5 comments

[ 2.9 ms ] story [ 19.5 ms ] thread
I think you could explain the age distribution easily without invoking "explore and exploit." The two generations aren't playing the same game.

Many young people see the value in moving freely across boarders for business and pleasure, they still have the whole of their working lives ahead of them. Many old people feared the changes and regulations looming on the horizon from the EU.

Totally different incentives.

You could also characterise it as a risk, whereby potential downsides are amplified by age.

Young voters will have to live with the consequences for most of their lives, while old voters don't have much time left.

Then again, you could argue older voters were altruistic and voting in the interests of the next generation.

Finding an optimal solution to explore-vs-exploit is the "multi-armed bandit" problem.

https://en.wikipedia.org/wiki/Multi-armed_bandit

> Originally considered by Allied scientists in World War II, it proved so intractable that, according to Peter Whittle, the problem was proposed to be dropped over Germany so that German scientists could also waste their time on it

...though it's actually gotten a lot of great mathematical solutions over the decades :)

TL;DR: You trade off exploiting what you know against exploring for better maxima in data. Explore is longer term, Exploit is short term. Older people are likely to exploit beause they'll die soon, just as you stick with what you know / already think in restaurants when you're due to leave a city.

Conclusion he infers is that "it could be" that young people are naive and want more data to understand the world (explore), and older people have more data points and wiser choices (though not necessarily correct), and... so, er... experimentation can be a bad investment. It's a little unclear if he thinks Brexit was a good idea, only because older people had apparently more data points If he does, this does beg a lot of questions as to whether these were rationally-considered data, or even consciously processed.

I'm unclear what conclusion or information he wishes to impart abotu Brexit: that part seems very guess-like and vague.

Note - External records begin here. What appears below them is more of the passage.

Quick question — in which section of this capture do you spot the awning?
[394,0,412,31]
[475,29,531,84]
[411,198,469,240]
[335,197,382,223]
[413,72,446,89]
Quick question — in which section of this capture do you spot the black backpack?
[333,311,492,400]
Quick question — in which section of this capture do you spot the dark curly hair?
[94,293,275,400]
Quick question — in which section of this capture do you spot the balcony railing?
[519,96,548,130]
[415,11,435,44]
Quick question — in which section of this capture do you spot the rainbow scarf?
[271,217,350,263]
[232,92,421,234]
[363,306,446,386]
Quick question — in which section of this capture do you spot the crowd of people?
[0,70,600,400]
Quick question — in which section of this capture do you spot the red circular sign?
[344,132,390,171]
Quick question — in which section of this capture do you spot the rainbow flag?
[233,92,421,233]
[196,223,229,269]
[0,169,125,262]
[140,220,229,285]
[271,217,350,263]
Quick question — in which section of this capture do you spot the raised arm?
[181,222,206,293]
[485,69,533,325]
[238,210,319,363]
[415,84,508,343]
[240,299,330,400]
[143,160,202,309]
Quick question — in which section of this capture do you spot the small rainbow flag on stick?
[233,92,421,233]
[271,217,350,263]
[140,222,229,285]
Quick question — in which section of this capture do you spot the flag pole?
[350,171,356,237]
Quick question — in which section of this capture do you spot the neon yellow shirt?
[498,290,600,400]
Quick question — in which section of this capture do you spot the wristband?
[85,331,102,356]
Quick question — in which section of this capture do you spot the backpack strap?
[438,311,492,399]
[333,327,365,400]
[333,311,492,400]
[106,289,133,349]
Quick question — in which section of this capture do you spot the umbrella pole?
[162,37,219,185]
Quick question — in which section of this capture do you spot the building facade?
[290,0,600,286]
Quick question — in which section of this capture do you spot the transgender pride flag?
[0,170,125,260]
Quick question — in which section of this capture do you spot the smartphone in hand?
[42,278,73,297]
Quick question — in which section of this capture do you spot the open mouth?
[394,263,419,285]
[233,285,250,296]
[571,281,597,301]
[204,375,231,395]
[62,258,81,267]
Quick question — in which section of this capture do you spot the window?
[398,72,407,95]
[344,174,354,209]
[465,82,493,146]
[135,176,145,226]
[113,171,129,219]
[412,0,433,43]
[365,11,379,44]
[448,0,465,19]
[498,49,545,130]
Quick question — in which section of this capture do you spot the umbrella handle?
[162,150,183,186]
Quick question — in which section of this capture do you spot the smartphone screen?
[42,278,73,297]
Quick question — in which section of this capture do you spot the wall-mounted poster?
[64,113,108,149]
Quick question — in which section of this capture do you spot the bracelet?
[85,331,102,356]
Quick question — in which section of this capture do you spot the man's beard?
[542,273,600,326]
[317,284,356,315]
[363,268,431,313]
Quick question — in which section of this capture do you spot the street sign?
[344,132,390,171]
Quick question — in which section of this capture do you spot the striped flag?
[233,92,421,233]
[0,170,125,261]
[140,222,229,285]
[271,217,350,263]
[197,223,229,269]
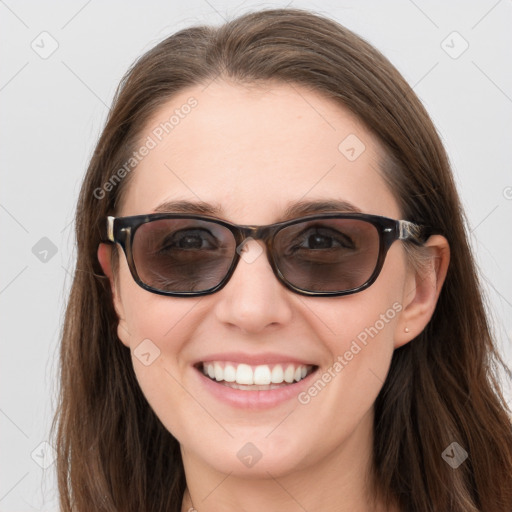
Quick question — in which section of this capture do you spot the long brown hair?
[55,9,512,512]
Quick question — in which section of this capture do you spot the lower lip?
[195,369,317,409]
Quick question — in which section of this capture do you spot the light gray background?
[0,0,512,512]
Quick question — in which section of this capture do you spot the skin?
[98,81,449,512]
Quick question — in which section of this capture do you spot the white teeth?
[271,364,284,384]
[224,364,236,382]
[254,365,272,385]
[213,363,224,380]
[235,364,254,384]
[284,364,295,384]
[202,361,312,389]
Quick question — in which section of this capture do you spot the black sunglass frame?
[102,212,430,297]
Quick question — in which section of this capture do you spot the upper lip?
[194,352,315,366]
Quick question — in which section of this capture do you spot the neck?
[181,413,398,512]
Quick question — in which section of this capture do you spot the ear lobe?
[395,235,450,348]
[97,243,129,346]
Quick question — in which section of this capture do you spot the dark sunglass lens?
[132,219,236,293]
[274,219,380,292]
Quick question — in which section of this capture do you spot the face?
[100,82,424,476]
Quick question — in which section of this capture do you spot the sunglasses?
[103,213,427,297]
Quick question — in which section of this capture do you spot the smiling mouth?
[196,361,318,391]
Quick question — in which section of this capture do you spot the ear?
[97,243,130,347]
[395,235,450,348]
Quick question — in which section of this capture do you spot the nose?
[212,239,292,333]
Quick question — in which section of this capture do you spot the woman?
[53,9,512,512]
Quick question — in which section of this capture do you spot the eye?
[161,228,217,251]
[292,227,355,250]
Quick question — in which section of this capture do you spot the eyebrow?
[153,199,361,222]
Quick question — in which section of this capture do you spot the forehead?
[120,81,399,224]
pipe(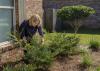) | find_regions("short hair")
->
[29,14,41,27]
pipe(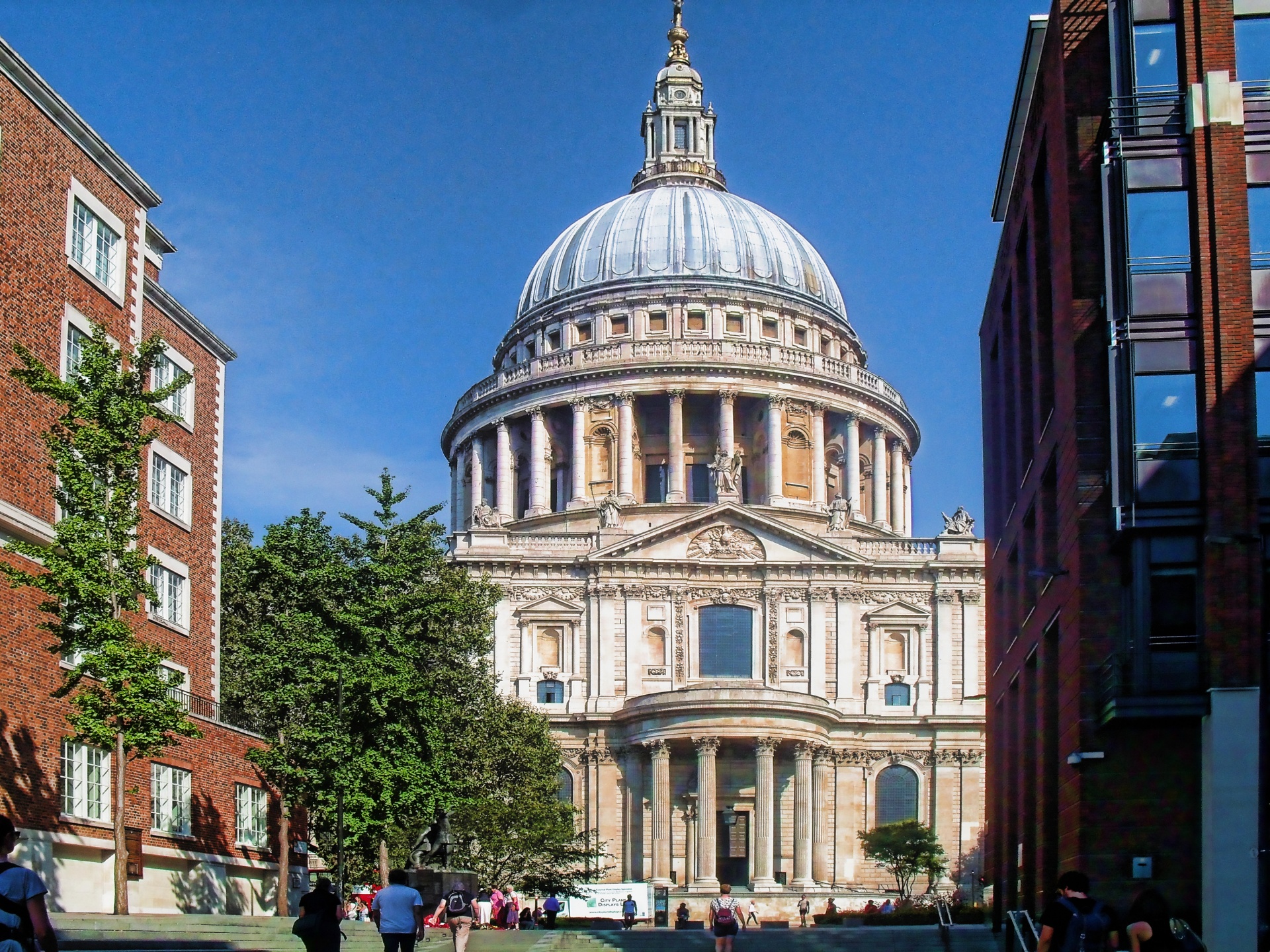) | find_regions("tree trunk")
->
[114,731,128,915]
[278,800,291,915]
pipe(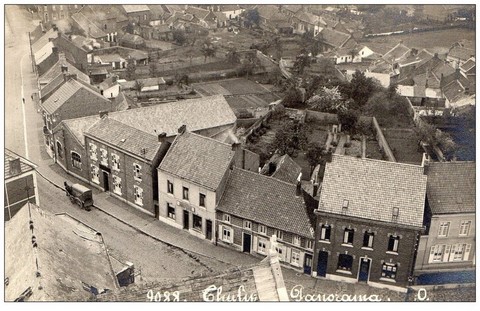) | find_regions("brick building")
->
[314,155,427,291]
[216,167,315,274]
[158,127,259,242]
[3,149,39,221]
[84,115,170,215]
[40,75,115,157]
[415,162,476,282]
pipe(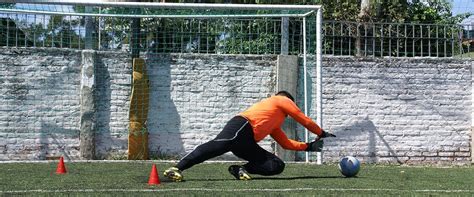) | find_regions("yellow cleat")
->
[163,167,183,182]
[228,165,252,181]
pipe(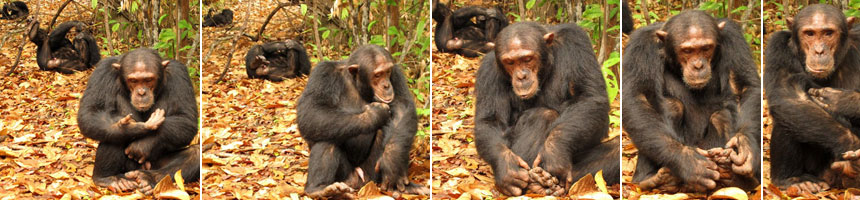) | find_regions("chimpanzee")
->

He links to a Woodford Investment analysis that states that Brexit might not be that bad for the UK (the report is from Feb 2016). This goes against every other analyst report that I've read, and the optimism seems to be based on a perception that doing trade deals with other countries is easy. My guess is that the author is a Brexit supporter looking to justify their position. "Oh, I voted with all the old people? They are all actually really wise".